June 5, 2002
Becoming parents: it’s more than having a baby
It’s 3 a.m. and the baby is fussing, again. Sally is exhausted, having slept only a few hours a night for weeks. She feels isolated and overwhelmed and resents her husband, Tom, for “having a life” outside the house. Tom feels that he has been replaced in his wife’s affections and wonders if life will ever return to normal. Both of them thought having a baby would make their marriage stronger. What went wrong?
Just ask nurse scientist Pamela Jordan, who has spent almost 20 years helping couples like Sally and Tom make a successful transition to parenthood.
“Being a parent is the most difficult job you will ever have,” says Jordan, associate professor of family and child nursing at the University of Washington and developer of the Becoming Parents Program. “The most common parenting classes in the United States are childbirth education classes, which prepare people for the 24 hours of labor and birth. There are no classes to prepare couples for their lifetime as parents.”
The Becoming Parents Program consists of 27 hours of class–21 hours over six weeks during pregnancy and three two-hour “booster classes” when the baby is 6 to 8 weeks old and 6 months old. The classes focus on the couple, rather than just the mother, and teach people skills to strengthen their couple relationship and make it all they want it to be–especially with the challenges of parenthood.

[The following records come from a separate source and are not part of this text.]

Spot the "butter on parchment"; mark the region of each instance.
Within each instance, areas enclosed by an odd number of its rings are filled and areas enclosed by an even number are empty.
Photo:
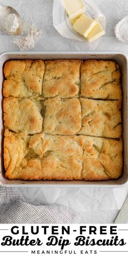
[[[96,24],[95,20],[82,14],[74,23],[73,28],[78,34],[86,38]]]
[[[98,22],[98,20],[95,18],[95,20],[97,22],[97,24],[94,27],[87,37],[87,40],[91,43],[105,34],[105,31]]]
[[[85,11],[85,6],[82,0],[63,0],[69,20],[75,20]]]

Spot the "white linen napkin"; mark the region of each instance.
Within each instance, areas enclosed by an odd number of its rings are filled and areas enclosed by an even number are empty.
[[[41,205],[26,200],[16,188],[0,187],[0,223],[80,223],[81,216],[61,204]]]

“The program builds ‘teamwork’ and helps couples avoid the ‘me versus you’ mentality that can so easily develop with the arrival of a child,” Jordan explains. She is currently recruiting 500 couples to participate in the research study. Couples have an equal chance of being assigned to the classes group or the questionnaires-only group. Classes are offered on weekends at Overlake Hospital Medical Center in Bellevue. The study is free and open to any married couples expecting their first child.
“I have had couples come to the first booster session who have said they would not be together if it hadn’t been for the classes,” says Jordan. “Some people tell me they don’t have time to take these classes, but couples who have taken the classes say, ‘You don’t have time not to.'”
Couples learn how to deal with conflicts constructively and how to solve problems effectively as a team. They learn how to maintain the friendship, fun, and intimacy in their relationship, says Jordan–the things that bring people together in the first place.
“With a baby in the house, you can no longer rely on spontaneity to maintain your relationship,” she explains. “Everything yells for your attention, including a crying baby. It’s all too easy for the relationship to get lost.”
Such conflict and tension can damage not only the couple relationship, says Jordan, but also the health of the child. “Chronic, intense conflict can affect children’s sleep and eating patterns and can make infants more irritable. Over the long term, it can also result in behavior problems,” she explains. “But if children see conflicts dealt with constructively and resolved, such long-term effects are not seen.”
The Becoming Parents Program also teaches participants how to take care of themselves and how to understand and deal with their baby.
“It teaches couples such things as how to manage fatigue and stress, how to create a support network, and how to negotiate who does what in the family,” says Jordan. “It also provides parents with an ‘owner’s manual’ for their baby, so they understand their baby’s capabilities and messages and feel more confident as parents.”
Jordan first became interested in this area of research when a study of first-time fathers 20 years ago revealed the importance of the couple relationship to fathers’ involvement in and commitment to their families. “Men really like the Becoming Parents Program,” she explains, “because it acknowledges their important role and teaches them skills that are relevant and immediately applicable.”
She also notes that the Becoming Parents Program is the only program of its kind.
“Most people don’t learn good couple skills from their own parents,” says Jordan. “And there are virtually no programs that focus on preventive skill-building. Typically we wait until problems have escalated before we offer services to families.”